Wednesday, February 8, 2017

Is your company protected from insider cyber threats?

I’ve previously suggested that your employees are your company’s weakest link, and therefore, your greatest threat to suffering a cyber-attack and resulting data breach. While employee negligence (that is, employees not knowing or understanding how their actions risk your company’s data security) remains the biggest cyber risk, another is growing and also demands your attention—the malicious insider.

Dark Reading reports on a recent survey, entitled, “Monetizing the Insider: The Growing Symbiosis of Insiders and the Dark Web.”
Recruitment of insiders is increasing, and the use of the dark web is the current methodology that malicious actors are using to find insiders,” explains researcher Tim Condello, technical account manager and security researcher at RedOwl. 
Cybercriminals recruit with the goal of finding insiders to steal data, make illegal trades, or otherwise generate profit. Advanced threat actors look for insiders to place malware within a business’ perimeter security. … 
Think your business is safe? Think again. All insiders pose a risk, regardless of their seniority or technical ability, experts say. As major data breaches continue to make headlines, people are recognizing the tremendous impact leaked data can have on a business—and how they can profit from it. 
There are three types of people who fall into the “insider” category, says Condello: negligent employees who don’t practice good cyber hygiene, disgruntled employees with ill will, and malicious employees who join organizations with the intent to defraud them.
What is a company to do? I’ve already discussed how to protect against the negligent employees who don’t practice good cyber hygiene—training, training, and more cyber-training.

No amount of training, however, will stop a disgruntled employee with ill intent, or a malicious employee who joins to do harm.

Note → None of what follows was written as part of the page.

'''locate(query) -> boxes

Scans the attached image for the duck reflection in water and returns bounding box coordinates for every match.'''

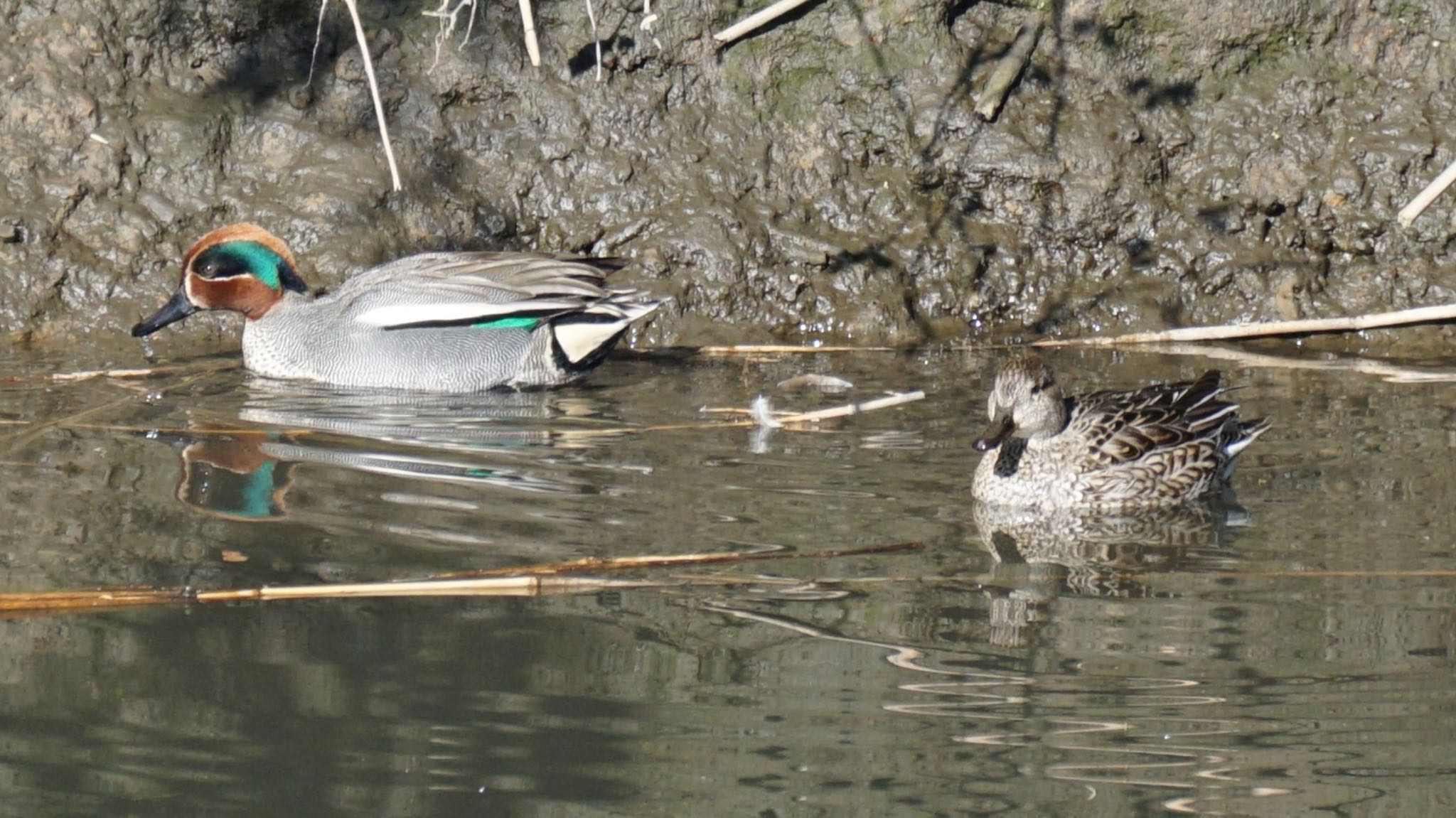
[147,383,620,521]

These latter two categories need more specialized attention—an insider threat program. The Wall Street Journal explains:
Companies are increasingly building out cyber programs to protect themselves from their own employees. … Businesses … are taking advantage of systems … to find internal users who are accidentally exposing their company to hackers or malicious insiders attacking the company.
These “systems,” however, can prove costly, especially for the small-business owner. While investment in a technological solution is one way to tackle this serious problem, it’s not the only way. Indeed, there is lots any company, of any size, with any amount of resources, can do to develop an insider threat program.

Aside from the expense of costly monitoring programs, what types of issues should employers include in an insider threat program? Here are four suggestions:
  • Extra monitoring of high-risk employees, such as those who previously violated IT policies, those who seek access to non-job-related business information, and those who are, or are likely to be, disgruntled (i.e., employees who express job dissatisfaction, who are on a performance improvement plan, or who are pending termination).
  • Inventories and audits for computers, mobile devices, and removable media (i.e., USB and external hard drives), both during employment and post-employment.
  • Policies and programs that promote the resolution of employee grievances and protect whistleblowers.
  • Pre-employment background checks to help screen out potential problem employees before they become problems. 
No company can make itself bulletproof from a cyber-attack. Indeed, for all businesses, data breaches are a when issue, not an if issue. However, ignoring the serious threat insiders pose to your company’s cyber security will only serve to accelerate the when.